Pixel Access Objects

I just added support for a new “pixel access” method to PIL 1.1.6. The load method now returns a pixel access object, which behaves like a 2-dimensional mapping. You can use the access object on both sides of an assignment statement; as an expression, it fetches the given pixel value, and as an assignment target, it updates the image:

pix = im.load()

# get pixel value
print pix[x, y]

# put pixel value
pix[x, y] = value

Performance is pretty good. For example, here are reimplementations of the standard point method. The first one uses the “old” pixel API (getpixelputpixel), while the latter uses the new array API:

def old_point(im, lut):
    out = Image.new(im.mode, im.size, None)
    for y in xrange(im.size[0]):
        for x in xrange(im.size[1]):
            out.putpixel((x, y), lut[im.getpixel((x, y))])
    return out

def new_point(im, lut):
    out = Image.new(im.mode, im.size, None)
    ipixel = im.load()
    opixel = out.load()
    for y in xrange(im.size[0]):
        for x in xrange(im.size[1]):
            opixel[x, y] = lut[ipixel[x, y]]
    return out

On a 2.8 GHz PC, using a 512×512 grayscale image, the old_point implementation needs 1.9 seconds to process the image (~140,000 pixels per second), while the new_point version needs 0.15 seconds (~1,750,000 pixels per second).
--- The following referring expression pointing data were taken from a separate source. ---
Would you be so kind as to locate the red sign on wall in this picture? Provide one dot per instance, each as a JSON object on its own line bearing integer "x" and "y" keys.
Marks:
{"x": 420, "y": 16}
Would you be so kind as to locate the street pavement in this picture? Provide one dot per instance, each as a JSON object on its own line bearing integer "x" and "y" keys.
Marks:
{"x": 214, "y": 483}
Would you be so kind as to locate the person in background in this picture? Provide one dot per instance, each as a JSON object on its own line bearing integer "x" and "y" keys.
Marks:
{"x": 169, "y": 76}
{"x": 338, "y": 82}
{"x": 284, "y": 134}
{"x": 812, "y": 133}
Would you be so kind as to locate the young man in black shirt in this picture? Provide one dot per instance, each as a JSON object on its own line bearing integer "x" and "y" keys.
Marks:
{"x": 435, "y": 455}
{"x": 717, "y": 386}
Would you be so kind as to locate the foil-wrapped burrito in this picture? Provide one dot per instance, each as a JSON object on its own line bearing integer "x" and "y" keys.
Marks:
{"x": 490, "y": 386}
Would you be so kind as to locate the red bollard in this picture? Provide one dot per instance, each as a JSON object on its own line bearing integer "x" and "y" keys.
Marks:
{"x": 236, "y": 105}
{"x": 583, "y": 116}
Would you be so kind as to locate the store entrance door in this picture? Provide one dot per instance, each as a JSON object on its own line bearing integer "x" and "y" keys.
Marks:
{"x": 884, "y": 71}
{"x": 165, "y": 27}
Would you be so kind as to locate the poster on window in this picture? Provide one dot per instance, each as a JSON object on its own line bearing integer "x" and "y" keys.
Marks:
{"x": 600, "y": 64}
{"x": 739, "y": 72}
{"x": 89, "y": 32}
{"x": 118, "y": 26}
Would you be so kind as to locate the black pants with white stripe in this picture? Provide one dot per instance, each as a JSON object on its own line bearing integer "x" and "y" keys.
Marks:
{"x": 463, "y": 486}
Not too bad.

On the other hand, for a trivial example like this, you can use the getdata and putdata bulk operations instead:

def bulk_point(im, lut):
    out = Image.new(im.mode, im.size, None)
    out.putdata([lut[x] for x in im.getdata()])
    return out

On this machine, this is twice as fast as the new_point version. And point is of course even faster; it needs 0.7 milliseconds for this test.

But being able to process nearly 2 million pixels per second in Python on average hardware is pretty amazing. When I started working with image processing, you had to use hand-tuned assembler to get anywhere near to that kind of performance.